The nearly 10-mile advance by the U.S.-backed Kurdish militia was unchallenged but slowed by dense mine fields left by Saddam Hussein's troops, said Ares Abdullah, a Kurdish commander.

It was the third significant shift since Thursday in the front line separating Iraqi forces from the U.S.-backed Kurds. Each Iraqi move since last week allowed Kurds to move closer to Kirkuk -- the nation's No. 2 oil-producing region and considered by Kurds as an essential part of their ethnic lands.

Read the rest at Fox News

March 30, 2004:

White House concedes Bush asked about Iraq

The White House has acknowledged that on the day after the September 11 terror attacks President George Bush asked his top counter-terrorism adviser, Richard Clarke, to find out whether Iraq was involved.

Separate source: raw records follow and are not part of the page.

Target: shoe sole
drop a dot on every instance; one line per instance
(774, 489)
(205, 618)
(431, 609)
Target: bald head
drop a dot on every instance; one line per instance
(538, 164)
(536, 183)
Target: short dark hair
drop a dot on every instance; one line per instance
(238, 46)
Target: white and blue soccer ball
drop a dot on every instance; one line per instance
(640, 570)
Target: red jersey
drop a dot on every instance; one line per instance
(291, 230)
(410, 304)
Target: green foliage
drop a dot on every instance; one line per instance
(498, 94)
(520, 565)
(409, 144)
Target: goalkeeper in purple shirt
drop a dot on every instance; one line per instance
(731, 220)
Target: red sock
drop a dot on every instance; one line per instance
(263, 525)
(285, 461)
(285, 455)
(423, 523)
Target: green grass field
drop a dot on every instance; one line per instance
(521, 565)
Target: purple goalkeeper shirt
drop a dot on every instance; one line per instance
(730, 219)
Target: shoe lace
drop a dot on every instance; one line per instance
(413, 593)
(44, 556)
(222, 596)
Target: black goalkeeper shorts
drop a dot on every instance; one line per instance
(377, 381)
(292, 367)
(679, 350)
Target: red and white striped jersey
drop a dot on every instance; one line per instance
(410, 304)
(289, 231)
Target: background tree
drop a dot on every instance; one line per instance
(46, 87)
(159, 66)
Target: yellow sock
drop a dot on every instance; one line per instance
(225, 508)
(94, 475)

Mr Bush wanted to know "did Iraq have anything to do with this? Were they complicit in it?" National Security Adviser Condoleezza Rice told the 60 Minutes program on Sunday.

Mr Bush was not trying to intimidate anyone to "produce information", Dr Rice said.

Given America's "actively hostile relationship" with Iraq at the time, he was asking Mr Clarke "a perfectly logical question", she said.

The conversation - which the White House suggested last week never took place - centres on perhaps the most volatile charge Mr Clarke has made public in recent days: that the White House was fixated on Iraq and Saddam Hussein at the expense of focusing on al-Qaeda.

Read the rest at the Age

March 30, 2005:

Iraq prison population doubles in 5 months

WASHINGTON - The United States is holding about 10,500 prisoners in Iraq, more than double the number held in October, the military says.

About 100 of those prisoners are under age 18, said Army Lt. Col. Guy Rudisill, a spokesman for detention operations in Iraq.

Five months ago, the military said it was holding about 4,300 prisoners in Iraq. The growth in the prison population has come amid a lingering insurgency in Iraq and despite the formal transfer of power to an interim Iraqi government last June.

Read the rest at MSNBC

March 30, 2006:

Bush speech focuses on violence among factions in Iraq

WASHINGTON - President Bush rejected claims Wednesday that sectarian violence and unrest in Iraq were sparked by the U.S.-led invasion, saying that Saddam Hussein's rule left the nation brutally divided.

"The argument that Iraq was stable under Saddam and that stability is now endangered because we removed him is wrong," Bush told the Freedom House, a non-governmental organization founded 60 years ago by Eleanor Roosevelt and others to promote freedom.

In his third speech this month on the war, Bush addressed U.S. concerns about violence among Iraqi groups and threats to Iraq's stability. Those concerns have significantly eroded public support for the war, which a majority of Americans polled think was a mistake.

"Iraq," Bush said, "is a nation that is physically and emotionally scarred by three decades of Saddam's tyranny. And these wounds will take time to heal."